Até antes da minha mais recente viagem à Europa, entre 22 de setembro e 4 de outubro, eu não tinha noção do que era um passe de “tacón”. Apesar dos quase cinquenta anos de janela, seja no campo, como juvenil, ou fora dele, como cronista, eu e o “tacón” não nos conhecíamos.

O “tacón” e eu fomos apresentados formalmente no dia inaugural de outubro, logo na primeira vez em que eu fui a um jogo de futebol no Velho Continente. Foi a minha estreia em um estádio europeu. Embora eu já tivesse ido outras três vezes à Europa, jamais assistira a um jogo ao vivo.

O jogo em questão no qual eu fui apresentado ao até então desconhecido “tacón” foi entre o alvirrubro Sevilha e o azul celeste Alavés, pelo campeonato espanhol. Estádio cheio, torcida apaixonada, daquele tipo que canta noventa minutos sem parar. Vitória do time da casa por 2 a 1.

Por coincidência (ou capricho do destino, vai saber), fui apresentado ao “tacón” por um brasileiro. Ninguém menos do que o caboclo paraense Paulo Henrique Ganso. Isso mesmo. Quem poderia dizer que o Ganso iria me apresentar alguma coisa lá do outro lado do vasto Oceano Atlântico?

O Ganso, a propósito, deixou o São Paulo pelo Sevilha em julho. Foi contratado pelo time espanhol atendendo a um pedido do técnico argentino Jorge Sampaolli. O Sevilha pagou quase dez milhões de euros para contar com ele. Apesar de tudo isso, até hoje ele ainda não se firmou como titular.
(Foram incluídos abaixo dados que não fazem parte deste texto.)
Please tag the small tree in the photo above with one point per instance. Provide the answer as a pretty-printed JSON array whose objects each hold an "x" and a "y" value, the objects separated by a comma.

A opinião generalizada, tanto na imprensa especializada quanto entre os torcedores sevilhanos, é a de que Ganso é craque, mas muito lento. Por isso ainda não virou titular do time do Sampaolli. Eles não conseguem entender que a bola é que deve correr, e não, necessariamente, o jogador.

Pois no sábado, primeiro de outubro, contra o Alavés, mais uma vez o Ganso começou o jogo no banco de reservas. Só entrou na metade do segundo tempo, quando tudo indicava que ninguém conseguiria movimentar o placar. O zero a zero se arrastava chato e pra lá de insólito.

E então, a um só tempo, eis que aconteceu tanto o milagre da bola, operado pelo craque rotulado de lento, quanto a apresentação do “tacón”. No meio de uma profusão de pernas adversárias, Ganso, de costas para a meta inimiga, deu um passe de calcanhar para Ben Yedder. Gol do Sevilha!

No placar eletrônico do estádio uma legenda exaltou o lance, chamando de “tacón” o calcanhar do Ganso. Estava feita a apresentação. O prazer foi todo meu. Duplo prazer: a beleza do lance e o aprendizado da expressão. Bailarina do efêmero, a bola ensaiou passos de um novo sonho!